1) Make a note of all the files. Well named files tell what they do. If they do not, then its probably in the comments. Its important that you know what each file is for.
2) Find the entry point (main, WinMain, _main_)
3) Make a note of all the major macros, structs and functions you see. Note them down. Do it recursively as you go from main towards the other defs.
4) (optional) Read the changelog and the documentation if available.
5) It will be easier to keep track of what you are reading if you note it down. Then go over and read, and keep making notes. Keep detailed but easy to find notes.
6) Please keep making notes.
7) Make notes as you read
8) Did I stress on making notes?
This method helped me a lot :) Happy Hacking
Make executable notes as you read.
ie. Add in asserts or logs that check what you believe and log (or abort) if what you believe is false.
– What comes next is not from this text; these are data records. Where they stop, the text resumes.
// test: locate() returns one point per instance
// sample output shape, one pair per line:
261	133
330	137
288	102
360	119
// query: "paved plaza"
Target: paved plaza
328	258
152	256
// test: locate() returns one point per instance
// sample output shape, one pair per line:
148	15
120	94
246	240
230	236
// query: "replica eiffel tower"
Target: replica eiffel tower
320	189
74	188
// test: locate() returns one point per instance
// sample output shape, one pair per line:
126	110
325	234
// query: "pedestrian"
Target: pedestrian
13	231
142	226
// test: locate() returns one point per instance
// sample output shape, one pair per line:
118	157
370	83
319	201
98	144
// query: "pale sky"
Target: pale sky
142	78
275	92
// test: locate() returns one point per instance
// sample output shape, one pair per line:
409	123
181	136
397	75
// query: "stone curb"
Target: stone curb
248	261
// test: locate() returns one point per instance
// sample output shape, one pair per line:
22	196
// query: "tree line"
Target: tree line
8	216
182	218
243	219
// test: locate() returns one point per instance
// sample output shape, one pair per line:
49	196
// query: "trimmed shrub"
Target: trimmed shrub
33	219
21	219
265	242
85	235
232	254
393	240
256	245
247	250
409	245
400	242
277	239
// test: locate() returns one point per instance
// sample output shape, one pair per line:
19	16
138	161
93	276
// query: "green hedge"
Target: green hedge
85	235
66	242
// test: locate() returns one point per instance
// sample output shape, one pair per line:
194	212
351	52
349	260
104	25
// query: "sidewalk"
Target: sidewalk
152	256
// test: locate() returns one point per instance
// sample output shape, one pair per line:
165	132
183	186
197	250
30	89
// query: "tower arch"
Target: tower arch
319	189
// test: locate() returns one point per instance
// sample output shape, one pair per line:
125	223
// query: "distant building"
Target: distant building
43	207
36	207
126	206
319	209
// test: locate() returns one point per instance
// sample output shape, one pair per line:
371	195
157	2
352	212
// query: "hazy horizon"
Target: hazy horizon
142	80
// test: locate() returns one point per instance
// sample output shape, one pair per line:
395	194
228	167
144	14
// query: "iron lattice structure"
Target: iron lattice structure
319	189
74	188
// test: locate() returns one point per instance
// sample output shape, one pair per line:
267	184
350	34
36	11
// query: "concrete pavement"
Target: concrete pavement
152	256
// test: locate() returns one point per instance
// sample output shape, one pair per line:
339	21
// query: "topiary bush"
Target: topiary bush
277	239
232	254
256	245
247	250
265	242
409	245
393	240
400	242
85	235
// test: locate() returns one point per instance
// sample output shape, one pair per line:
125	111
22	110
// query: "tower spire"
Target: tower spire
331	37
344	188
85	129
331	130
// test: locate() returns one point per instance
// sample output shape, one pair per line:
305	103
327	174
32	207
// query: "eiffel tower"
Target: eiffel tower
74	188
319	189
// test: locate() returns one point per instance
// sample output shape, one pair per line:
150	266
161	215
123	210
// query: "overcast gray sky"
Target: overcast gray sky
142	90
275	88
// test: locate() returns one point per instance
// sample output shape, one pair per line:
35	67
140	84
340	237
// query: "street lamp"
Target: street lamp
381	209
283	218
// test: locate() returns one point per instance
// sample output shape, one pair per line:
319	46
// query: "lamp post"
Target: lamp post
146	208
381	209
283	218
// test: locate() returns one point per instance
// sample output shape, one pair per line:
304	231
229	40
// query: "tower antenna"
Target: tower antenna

Otherwise it's idle speculation that never gets falsified.
With code generation or libs there might even be no entry point in the repo source code.
I would say go from the edges of the call tree towards the root but not all the way to it. Otherwise I get lost. Just guess which edges are interesting and start from them.
That means you have a very clear outcome of what do you want from the code. You spend the minimal amount of energy in order to understand the forest before you look at the trees, and you only spend time on the trees that you need.
What I do is not reading, I execute parts of the code,and debug it, so I get the "feeling" of what the code does before I know exactly how it does it.
In something moves like a dog, barks like a dog, eats and moves the tail like a dog....odds are it is a dog. Humans identify things by global behavior much better that painfully studying a hair or something.
There is code out there that is not worth reading, as it is so complex. Take for example Tex, it was created to be so efficient in old machines, that is almost impossible to read without expending a tremendous amount of time. But understanding how it behaves is easy.
I use my own visual tools to inspect and debug the code visually in a high level way, for example instead of just a number I can "see" a point, that is 3 coordinates, or a polygon that is tree points and a normal vector. Without these tools I would be seeing individual numbers(or nodes in a tree)having to reconstruct the whole using my mind(not good).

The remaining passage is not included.